An electrical hazard exists in boat stalls around East Texas lakes. The electrically powered boat hoists used in many of these stalls may not be grounded to protect people from being electrocuted.

This hazard arises with hoists that operate off of a power cord and plug like some portable household appliances. The Consumer Products Safety Commission reported eight years ago that the grounding system in the power cord, which is relied on by these hoists, was inadequate for protecting people. This is particularly true for electrical equipment permanently installed outdoors or around water.

These hoists are advertised as being ready for easy plug-in installation. Because they do not appear to require an electrician for installation, proper safety precautions to ensure the hoist is grounded are often not taken.

Typically, the motor on these hoists turns a metal shaft which extends across the top of the boat stall. Metal cables, used to lift and lower the boat, hang from this shaft down to the water. This design is dangerous with these hoists because the cables form a metal pathway leading from the electric motor to the surface of the water around the boat. If a short develops and the electrical circuit is not grounded, these cables can give off a lethal shock.

These plug-in hoists can be made safer. Running a separate backup ground wire from the metal frame of the hoist directly to a metal stake in the earth is one way. While the additional cost is nominal, these hoists continue to be manufactured and sold without this or alternative electrical safety features.

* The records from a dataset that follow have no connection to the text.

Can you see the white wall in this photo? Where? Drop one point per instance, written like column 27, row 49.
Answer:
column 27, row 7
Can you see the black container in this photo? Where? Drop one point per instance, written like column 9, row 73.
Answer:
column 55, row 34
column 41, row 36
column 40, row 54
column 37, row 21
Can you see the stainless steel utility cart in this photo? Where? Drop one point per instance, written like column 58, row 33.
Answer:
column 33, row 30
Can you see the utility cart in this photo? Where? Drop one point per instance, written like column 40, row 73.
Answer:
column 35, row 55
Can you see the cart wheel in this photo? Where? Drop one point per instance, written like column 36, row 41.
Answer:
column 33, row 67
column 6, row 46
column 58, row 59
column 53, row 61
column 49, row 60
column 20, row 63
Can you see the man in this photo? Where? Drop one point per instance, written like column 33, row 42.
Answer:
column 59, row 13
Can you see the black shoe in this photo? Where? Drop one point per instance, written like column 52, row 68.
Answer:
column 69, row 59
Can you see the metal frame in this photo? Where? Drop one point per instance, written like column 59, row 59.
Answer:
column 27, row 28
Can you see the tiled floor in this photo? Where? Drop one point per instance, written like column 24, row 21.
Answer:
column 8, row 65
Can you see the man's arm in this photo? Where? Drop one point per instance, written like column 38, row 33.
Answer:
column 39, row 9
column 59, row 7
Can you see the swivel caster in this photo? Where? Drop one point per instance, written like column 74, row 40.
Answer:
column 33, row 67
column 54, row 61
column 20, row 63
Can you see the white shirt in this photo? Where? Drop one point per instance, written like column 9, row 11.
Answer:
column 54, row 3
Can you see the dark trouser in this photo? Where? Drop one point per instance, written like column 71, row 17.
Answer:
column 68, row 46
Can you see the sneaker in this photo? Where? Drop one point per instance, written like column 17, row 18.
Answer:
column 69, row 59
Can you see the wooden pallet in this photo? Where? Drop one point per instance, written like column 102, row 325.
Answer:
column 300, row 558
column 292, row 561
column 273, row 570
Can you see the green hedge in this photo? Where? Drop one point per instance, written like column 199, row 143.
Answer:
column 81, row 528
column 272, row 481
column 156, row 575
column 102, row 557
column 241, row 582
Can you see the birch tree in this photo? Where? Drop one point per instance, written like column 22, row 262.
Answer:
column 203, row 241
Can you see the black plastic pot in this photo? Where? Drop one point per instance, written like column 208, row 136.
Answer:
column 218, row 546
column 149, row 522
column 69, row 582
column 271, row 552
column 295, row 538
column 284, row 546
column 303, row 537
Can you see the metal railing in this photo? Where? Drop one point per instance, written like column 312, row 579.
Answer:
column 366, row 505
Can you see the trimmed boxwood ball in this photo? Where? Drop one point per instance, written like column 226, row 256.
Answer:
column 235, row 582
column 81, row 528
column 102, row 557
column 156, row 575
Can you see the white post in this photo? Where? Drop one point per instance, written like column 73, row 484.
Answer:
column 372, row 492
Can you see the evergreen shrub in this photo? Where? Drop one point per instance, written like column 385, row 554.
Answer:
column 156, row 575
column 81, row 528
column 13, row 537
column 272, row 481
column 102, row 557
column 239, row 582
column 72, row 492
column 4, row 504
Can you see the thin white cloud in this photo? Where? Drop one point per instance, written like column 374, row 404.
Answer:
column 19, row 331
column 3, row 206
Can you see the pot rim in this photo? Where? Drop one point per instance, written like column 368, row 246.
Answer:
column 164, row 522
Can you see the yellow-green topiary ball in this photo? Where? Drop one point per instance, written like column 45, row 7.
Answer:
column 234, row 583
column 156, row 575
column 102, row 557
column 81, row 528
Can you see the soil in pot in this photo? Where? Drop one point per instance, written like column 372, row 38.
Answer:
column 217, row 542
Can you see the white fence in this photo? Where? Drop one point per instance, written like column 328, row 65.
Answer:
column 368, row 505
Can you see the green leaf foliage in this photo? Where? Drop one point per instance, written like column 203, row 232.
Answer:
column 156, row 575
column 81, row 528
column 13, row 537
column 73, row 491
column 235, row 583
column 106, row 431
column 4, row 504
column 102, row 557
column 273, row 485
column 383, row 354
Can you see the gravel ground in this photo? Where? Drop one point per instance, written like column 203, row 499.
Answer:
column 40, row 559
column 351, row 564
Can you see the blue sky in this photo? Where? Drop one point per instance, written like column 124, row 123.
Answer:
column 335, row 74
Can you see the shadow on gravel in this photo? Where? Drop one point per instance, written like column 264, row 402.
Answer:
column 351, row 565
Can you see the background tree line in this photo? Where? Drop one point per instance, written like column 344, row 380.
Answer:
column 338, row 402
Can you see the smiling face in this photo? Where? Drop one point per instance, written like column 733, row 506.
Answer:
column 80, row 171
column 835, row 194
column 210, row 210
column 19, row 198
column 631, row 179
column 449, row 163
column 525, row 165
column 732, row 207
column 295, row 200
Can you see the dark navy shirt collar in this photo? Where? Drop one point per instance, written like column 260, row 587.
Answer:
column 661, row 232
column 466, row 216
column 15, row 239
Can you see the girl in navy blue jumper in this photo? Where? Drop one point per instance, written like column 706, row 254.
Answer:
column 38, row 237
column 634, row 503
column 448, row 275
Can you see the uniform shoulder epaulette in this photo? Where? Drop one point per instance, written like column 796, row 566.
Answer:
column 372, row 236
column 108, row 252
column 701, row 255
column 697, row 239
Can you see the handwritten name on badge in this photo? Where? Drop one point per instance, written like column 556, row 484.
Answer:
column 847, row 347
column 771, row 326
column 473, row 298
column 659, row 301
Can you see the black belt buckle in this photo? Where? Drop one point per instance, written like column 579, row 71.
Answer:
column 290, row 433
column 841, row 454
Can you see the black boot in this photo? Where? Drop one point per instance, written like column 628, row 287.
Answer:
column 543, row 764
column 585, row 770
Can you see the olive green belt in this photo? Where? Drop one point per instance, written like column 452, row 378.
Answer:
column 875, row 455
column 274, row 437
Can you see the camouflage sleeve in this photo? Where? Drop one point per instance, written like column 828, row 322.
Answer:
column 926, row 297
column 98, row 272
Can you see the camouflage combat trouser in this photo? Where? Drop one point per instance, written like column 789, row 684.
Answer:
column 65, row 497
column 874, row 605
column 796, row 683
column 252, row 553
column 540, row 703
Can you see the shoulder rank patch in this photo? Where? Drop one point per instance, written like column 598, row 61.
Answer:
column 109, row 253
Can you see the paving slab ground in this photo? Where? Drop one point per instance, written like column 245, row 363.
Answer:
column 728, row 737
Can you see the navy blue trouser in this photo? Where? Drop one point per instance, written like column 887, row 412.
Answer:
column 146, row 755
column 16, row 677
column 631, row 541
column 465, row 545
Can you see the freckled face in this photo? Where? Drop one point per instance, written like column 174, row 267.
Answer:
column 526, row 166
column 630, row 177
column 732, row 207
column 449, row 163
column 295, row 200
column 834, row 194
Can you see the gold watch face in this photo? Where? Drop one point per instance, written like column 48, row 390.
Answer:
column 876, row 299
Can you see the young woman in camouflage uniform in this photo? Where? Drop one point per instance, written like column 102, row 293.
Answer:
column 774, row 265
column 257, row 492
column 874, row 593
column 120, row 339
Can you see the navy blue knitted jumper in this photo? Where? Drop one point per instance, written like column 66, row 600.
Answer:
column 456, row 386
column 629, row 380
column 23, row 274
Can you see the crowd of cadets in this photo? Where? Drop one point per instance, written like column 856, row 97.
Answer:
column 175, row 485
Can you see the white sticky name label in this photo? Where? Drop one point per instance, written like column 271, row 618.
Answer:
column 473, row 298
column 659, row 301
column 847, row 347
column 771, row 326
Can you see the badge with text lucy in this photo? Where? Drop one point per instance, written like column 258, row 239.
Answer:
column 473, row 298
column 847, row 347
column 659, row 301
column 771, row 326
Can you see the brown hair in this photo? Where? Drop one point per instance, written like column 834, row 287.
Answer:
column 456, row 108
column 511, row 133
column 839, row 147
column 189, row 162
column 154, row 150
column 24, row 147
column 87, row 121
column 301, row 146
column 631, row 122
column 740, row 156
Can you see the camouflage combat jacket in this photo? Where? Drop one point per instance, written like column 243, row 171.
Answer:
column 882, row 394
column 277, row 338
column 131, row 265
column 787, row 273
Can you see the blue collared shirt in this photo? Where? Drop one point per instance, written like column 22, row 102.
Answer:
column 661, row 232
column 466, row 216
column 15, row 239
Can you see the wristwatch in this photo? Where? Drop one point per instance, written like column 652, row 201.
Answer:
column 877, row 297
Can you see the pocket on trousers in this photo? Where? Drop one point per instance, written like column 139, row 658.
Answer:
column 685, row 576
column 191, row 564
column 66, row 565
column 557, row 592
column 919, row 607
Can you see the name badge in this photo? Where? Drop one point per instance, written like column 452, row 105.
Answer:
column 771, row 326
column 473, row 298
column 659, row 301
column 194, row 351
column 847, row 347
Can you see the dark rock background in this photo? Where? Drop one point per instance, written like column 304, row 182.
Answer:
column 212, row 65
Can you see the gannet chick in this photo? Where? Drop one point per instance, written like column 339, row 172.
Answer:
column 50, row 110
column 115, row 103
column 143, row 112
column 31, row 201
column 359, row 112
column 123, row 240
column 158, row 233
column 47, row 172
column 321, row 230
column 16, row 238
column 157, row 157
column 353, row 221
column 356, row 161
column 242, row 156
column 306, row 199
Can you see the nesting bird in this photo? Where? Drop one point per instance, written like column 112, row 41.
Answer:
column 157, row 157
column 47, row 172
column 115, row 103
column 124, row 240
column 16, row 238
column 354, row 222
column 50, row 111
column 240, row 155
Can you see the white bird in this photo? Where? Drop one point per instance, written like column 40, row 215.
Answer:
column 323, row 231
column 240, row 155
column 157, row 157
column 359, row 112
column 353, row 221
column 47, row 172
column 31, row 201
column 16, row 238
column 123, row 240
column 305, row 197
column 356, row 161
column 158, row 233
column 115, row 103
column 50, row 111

Roberts & Roberts documented at least three incidents over the past several years in which people innocently grabbed the metal cable of a boat hoist and were seriously injured or killed — all within 100 miles of Tyler! Two of these victims were children. One was playing in the water around a boat. The other reached for the cable to pull a boat up to the dock.

One of the oldest and largest manufacturers of these products recently paid their largest settlement — well in excess of one million dollars — to one of our clients. The man was severely injured when he was shocked while working with a cable attached to one of these ungrounded hoists. Maybe things will change.